|Legal Opinion: |
Text of Document: January 29, 1996
Recently you approached me wanting to know the effect of Attorney General Opinion No. 95-111 on your city. Your city court has concurrent jurisdiction to hear misdemeanors against state law committed within city limits. You wanted to know if the city has to pay the county to incarcerate prisoners arrested and prosecuted for these state law violations by the city. The answer is no.
OAG No. 95-111 makes it clear that, absent a statute or contract with the county, a municipality is not liable for the costs of incarcerating prisoners sent to the county jail by city court. In addition, OAG No. U91-01 opines that the county jail may not refuse to accept such prisoners.

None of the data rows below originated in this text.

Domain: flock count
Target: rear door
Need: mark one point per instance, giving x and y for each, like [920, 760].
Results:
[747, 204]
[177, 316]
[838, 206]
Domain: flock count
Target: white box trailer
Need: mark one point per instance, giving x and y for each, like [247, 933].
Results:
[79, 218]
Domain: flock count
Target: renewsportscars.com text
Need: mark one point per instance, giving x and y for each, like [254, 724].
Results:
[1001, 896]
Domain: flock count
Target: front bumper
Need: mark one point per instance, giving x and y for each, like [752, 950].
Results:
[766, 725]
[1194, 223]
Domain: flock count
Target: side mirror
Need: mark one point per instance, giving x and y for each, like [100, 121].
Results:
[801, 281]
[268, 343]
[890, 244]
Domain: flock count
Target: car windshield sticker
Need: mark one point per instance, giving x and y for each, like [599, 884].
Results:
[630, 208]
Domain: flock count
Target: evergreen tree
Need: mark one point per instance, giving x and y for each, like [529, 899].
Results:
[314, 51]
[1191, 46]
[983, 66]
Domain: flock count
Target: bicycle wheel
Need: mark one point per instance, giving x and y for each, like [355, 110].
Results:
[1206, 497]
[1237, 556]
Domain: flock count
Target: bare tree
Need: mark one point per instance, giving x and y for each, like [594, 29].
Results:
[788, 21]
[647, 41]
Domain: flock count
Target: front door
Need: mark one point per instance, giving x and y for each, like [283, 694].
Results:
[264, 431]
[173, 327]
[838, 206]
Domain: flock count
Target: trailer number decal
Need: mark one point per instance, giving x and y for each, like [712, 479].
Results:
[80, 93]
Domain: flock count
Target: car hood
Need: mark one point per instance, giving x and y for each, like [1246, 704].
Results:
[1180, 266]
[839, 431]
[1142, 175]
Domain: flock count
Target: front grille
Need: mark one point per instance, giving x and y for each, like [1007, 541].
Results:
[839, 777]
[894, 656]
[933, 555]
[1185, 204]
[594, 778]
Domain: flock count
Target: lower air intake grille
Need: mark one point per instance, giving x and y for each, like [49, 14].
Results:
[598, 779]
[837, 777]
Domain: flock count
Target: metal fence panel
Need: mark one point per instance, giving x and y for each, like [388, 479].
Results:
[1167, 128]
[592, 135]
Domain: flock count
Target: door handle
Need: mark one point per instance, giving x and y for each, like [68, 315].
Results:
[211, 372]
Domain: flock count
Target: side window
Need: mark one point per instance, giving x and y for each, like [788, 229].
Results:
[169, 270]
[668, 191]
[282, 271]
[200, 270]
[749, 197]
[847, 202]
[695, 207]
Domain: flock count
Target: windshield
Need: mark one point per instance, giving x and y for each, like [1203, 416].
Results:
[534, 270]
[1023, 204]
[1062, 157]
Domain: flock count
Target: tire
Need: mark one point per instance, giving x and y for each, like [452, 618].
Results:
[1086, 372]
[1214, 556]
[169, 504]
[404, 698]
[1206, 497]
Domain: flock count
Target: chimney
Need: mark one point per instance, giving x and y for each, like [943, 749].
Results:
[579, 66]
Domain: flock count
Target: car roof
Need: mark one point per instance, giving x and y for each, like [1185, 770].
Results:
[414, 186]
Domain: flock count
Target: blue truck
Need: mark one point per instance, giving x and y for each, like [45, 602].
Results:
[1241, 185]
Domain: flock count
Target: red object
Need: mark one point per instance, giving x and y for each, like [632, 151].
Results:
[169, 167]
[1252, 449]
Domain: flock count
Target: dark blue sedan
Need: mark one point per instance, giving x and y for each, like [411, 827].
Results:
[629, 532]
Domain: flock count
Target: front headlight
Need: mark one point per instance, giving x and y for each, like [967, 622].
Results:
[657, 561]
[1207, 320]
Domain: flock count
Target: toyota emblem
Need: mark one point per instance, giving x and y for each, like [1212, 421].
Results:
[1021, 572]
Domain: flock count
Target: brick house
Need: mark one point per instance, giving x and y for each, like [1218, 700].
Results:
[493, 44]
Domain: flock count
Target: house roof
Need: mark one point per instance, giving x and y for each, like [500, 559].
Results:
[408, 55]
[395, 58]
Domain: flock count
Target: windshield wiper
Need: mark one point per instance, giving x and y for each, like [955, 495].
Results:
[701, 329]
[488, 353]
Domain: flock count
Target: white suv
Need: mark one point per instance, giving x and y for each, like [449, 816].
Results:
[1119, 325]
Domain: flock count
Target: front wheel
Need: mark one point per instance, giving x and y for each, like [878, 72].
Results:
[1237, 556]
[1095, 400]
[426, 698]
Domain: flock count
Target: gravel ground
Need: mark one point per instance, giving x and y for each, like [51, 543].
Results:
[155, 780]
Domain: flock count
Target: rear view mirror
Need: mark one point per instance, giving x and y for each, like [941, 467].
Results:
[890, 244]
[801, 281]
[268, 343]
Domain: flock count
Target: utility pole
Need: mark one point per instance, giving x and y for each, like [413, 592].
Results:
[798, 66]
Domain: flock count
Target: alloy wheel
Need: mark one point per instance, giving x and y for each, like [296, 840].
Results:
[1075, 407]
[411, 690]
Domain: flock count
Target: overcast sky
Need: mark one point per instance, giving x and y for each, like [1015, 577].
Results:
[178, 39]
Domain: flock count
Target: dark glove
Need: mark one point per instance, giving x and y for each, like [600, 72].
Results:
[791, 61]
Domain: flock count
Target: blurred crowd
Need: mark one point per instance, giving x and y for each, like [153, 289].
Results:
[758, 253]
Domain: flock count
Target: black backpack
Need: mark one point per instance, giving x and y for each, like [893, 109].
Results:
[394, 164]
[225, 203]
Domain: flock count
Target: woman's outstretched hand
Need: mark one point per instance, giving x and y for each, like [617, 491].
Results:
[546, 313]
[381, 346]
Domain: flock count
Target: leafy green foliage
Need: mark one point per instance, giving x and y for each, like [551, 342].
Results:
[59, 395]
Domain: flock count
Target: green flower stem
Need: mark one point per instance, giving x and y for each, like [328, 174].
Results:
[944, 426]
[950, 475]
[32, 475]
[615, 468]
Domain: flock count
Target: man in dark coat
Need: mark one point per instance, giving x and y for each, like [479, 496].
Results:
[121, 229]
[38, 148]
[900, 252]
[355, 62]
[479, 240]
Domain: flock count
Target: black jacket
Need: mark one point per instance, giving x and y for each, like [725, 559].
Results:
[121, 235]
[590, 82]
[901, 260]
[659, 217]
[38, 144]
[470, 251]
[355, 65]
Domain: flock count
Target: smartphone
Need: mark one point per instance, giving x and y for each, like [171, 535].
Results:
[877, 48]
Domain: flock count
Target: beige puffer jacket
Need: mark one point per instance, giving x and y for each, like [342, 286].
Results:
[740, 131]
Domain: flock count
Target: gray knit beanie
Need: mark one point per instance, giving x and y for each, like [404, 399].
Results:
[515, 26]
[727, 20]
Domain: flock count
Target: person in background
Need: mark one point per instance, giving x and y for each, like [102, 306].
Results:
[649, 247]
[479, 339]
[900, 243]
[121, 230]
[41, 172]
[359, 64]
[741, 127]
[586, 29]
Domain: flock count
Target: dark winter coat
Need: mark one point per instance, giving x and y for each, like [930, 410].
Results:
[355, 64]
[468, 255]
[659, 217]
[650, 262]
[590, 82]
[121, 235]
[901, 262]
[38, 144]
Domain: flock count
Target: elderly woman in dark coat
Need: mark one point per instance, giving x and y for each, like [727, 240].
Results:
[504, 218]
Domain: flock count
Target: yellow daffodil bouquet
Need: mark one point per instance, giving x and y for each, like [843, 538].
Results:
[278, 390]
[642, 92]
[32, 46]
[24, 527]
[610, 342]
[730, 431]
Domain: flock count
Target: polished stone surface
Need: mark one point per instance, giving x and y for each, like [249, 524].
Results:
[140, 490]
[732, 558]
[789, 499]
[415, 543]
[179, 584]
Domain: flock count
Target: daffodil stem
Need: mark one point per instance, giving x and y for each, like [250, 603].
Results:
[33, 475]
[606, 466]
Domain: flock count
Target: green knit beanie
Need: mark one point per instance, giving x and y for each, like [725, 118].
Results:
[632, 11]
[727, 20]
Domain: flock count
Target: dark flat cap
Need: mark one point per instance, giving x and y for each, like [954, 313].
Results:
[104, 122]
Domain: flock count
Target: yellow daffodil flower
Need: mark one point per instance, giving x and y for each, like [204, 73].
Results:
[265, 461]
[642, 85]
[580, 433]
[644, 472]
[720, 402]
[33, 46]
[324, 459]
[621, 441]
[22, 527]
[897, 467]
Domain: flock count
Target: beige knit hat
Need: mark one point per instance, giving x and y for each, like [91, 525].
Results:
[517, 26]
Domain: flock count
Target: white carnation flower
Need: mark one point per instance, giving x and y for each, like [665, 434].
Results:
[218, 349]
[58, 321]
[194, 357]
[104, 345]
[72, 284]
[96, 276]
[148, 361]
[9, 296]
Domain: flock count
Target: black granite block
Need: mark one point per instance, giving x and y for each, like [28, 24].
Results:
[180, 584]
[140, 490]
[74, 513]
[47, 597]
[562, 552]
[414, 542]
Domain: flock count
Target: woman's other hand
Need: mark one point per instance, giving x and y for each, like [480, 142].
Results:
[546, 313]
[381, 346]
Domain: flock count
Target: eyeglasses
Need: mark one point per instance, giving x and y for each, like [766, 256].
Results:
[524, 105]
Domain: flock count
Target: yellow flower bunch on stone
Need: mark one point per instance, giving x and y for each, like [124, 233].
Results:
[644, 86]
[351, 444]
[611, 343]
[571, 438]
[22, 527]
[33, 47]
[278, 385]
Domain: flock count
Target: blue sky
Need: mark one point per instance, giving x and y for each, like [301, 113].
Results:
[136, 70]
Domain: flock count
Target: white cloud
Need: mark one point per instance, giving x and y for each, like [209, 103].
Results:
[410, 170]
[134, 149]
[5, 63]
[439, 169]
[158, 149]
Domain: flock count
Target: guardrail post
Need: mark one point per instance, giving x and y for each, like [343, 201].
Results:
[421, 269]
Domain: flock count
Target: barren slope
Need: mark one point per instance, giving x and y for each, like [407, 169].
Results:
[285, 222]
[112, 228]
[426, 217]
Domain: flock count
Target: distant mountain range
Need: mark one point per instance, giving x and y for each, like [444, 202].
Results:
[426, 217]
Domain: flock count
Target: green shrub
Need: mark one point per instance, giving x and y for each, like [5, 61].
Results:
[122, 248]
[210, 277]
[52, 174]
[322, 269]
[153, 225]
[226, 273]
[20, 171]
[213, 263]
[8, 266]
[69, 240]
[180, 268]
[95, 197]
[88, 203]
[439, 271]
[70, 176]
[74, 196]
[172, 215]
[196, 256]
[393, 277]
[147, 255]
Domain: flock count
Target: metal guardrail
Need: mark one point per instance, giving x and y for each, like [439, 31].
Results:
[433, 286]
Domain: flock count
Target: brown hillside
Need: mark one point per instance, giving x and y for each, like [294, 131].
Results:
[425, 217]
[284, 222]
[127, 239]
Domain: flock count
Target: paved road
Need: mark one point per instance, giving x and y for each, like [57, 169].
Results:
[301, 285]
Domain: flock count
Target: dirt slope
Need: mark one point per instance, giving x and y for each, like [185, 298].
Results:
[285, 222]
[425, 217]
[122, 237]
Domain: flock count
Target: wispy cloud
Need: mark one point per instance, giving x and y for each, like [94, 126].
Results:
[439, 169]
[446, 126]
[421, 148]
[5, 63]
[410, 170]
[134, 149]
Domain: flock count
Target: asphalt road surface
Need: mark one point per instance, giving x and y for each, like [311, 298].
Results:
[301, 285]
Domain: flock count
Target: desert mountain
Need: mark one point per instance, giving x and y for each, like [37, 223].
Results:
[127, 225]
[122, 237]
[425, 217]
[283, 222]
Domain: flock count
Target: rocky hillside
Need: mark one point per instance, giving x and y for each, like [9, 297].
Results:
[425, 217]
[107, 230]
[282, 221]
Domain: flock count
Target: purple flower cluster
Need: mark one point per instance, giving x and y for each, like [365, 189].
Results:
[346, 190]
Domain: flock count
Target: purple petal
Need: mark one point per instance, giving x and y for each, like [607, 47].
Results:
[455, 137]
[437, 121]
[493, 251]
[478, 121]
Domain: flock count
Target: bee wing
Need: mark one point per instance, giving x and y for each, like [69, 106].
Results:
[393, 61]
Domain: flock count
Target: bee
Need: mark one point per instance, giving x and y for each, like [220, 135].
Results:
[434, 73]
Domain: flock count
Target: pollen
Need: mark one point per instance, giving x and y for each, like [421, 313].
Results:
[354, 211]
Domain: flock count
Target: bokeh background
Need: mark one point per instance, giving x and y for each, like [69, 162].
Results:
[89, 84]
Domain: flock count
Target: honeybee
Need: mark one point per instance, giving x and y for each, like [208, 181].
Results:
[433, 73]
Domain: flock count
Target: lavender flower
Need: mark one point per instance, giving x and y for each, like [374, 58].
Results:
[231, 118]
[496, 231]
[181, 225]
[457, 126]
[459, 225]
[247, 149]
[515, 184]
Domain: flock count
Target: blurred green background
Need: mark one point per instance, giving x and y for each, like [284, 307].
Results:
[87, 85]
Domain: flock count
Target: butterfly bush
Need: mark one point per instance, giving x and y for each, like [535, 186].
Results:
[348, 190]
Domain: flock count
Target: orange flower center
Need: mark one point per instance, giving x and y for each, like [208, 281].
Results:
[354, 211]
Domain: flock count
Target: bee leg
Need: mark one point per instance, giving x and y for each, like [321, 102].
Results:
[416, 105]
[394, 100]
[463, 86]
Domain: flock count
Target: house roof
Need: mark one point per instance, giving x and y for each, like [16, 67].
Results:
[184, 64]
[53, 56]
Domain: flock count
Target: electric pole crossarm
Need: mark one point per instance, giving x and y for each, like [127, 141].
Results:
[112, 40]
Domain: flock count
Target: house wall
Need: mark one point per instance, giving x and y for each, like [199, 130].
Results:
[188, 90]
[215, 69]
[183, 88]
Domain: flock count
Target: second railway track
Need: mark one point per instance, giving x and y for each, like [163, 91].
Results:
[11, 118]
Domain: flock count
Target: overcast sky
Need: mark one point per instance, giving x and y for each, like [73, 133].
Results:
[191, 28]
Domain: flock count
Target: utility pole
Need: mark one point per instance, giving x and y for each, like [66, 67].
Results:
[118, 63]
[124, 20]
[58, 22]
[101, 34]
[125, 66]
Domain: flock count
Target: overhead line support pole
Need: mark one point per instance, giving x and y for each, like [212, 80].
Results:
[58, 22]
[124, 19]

This opinion, along with OAG No. U89-29, form a firm backing for 95-111. These opinions state that the county jail or workhouse is the authorized place of confinement for state offenses. See Tennessee Code Annotated § 40-20-101 et seq. The cases of State v. Womack, 69 Tenn. 559 (1878); Lynch v. Jackson County, 131 Tenn. 72, 74, 173 S.W.40 (1914). hold that the costs of incarceration are created by statute thus cannot be assessed against anyone except where authorized. Since Tennessee does not impose liability by statute upon municipalities for costs arising in connection with the enforcement of state law, in the absence of a contract with the county, the city is not liable for the costs of holding prisoners in the county jail.